OscaRobber

Analysis of data hosted on IMDB

Project maintained by polakowo Hosted on GitHub Pages

Next you will find table of contents. To jump to the section, click on the header.

Goal
Dataset

IMDB
User reviews
OMDB
Summary

Network analysis

Network representation
Statistics
Centrality
Assortativity
Communities

Text analysis

Keywords
Keywords vs. plots
User reviews

Further information

Goal

Explore IMDB dataset and user reviews to look behind the scenes of cinematography.

The introduction video for our project can be seen here.

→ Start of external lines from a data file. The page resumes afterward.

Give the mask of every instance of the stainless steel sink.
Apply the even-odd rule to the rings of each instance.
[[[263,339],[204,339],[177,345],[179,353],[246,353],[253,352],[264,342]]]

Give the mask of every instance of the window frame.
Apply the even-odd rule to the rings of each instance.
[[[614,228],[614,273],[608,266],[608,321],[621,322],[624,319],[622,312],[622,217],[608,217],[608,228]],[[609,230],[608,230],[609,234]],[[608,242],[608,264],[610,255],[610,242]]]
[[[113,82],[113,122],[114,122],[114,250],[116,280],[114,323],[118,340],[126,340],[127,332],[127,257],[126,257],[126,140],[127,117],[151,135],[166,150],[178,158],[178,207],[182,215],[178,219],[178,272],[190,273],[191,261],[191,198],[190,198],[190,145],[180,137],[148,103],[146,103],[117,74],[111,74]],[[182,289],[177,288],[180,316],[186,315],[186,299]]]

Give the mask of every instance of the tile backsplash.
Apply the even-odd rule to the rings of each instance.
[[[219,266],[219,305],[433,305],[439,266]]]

SocialGraphs2016 from polakowo on Vimeo.

Dataset

IMDB

To help serve users who want local access to their data, the IMDB offers their data set as plain text files that can be downloaded for free. The IMDb data comes as plain data files having .list extension. The files have been downloaded from http://www.imdb.com/interfaces using an FTP client, and include compressed archives created by assembling collections of plain text files of .list format. The fetched data includes 52 archives and 4 folders. The size is estimated by 12.63GB. The files downloaded have a format that is not easily readable by most computational tools learned in the course, therefore the data preparation played a major role in this project, and required a lot of effort. Since files from ftp://ftp.fu-berlin.de/pub/misc/movies/database/ contain somewhat different numbers of columns and rows, and furthermore include different headers, the files had to be translated into a SQL database using a third-party service http://imdbpy.sourceforge.net. But because SQL do not offers infrastructure required to easily access various attributes (and many other downsides, see Explainer Notebook), we have built an infrastructure to transfer the most important data to a NoSQL database. Properties of the resulting database are listed below.

User reviews

For text analysis we used the Large Movie Review Dataset v1.0 fetched from http://ai.stanford.edu/~amaas/data/sentiment/. The core dataset contains 50,000 labeled, as well as unlabeled documents for unsupervised learning. In the entire collection, no more than 30 reviews are allowed for any given movie because reviews for the same movie tend to have correlated ratings. We used unlabeled data, as we are not interested in already provided sentiments, but want to calculate sentiments on ourselves. User reviews are keyed by IMDB ids rather than primary keys in the SQL database, hence we need to map each IMDB id to the corresponding primary key to be able to compare sentiments with other attributes like gross, release year, and more. As there is no information on IMDB ids in the database itself, we parsed OMDB website to find those.

OMDB

The OMDb API is a free web service to obtain movie information. We have obtained 60,000 JSON documents from https://www.omdbapi.com. Each JSON document contains following fields.

Website	Fields
IMDB	Year, Rated, Released, Runtime, Genre, Director, Writer, Actors, Plot, Language, Country, Awards, Poster, imdbRating, imdbVotes, imdbID, Type, DVD, BoxOffice, Production, Website
Rotten Tomatoes	tomatoMeter, tomatoReviews, tomatoFresh, tomatoRotten, tomatoConsensus, tomatoUserMeter, tomatoUserRating, tomatoUserReviews, tomatoURL

Summary

The final collections stored in MongoDB are listed below.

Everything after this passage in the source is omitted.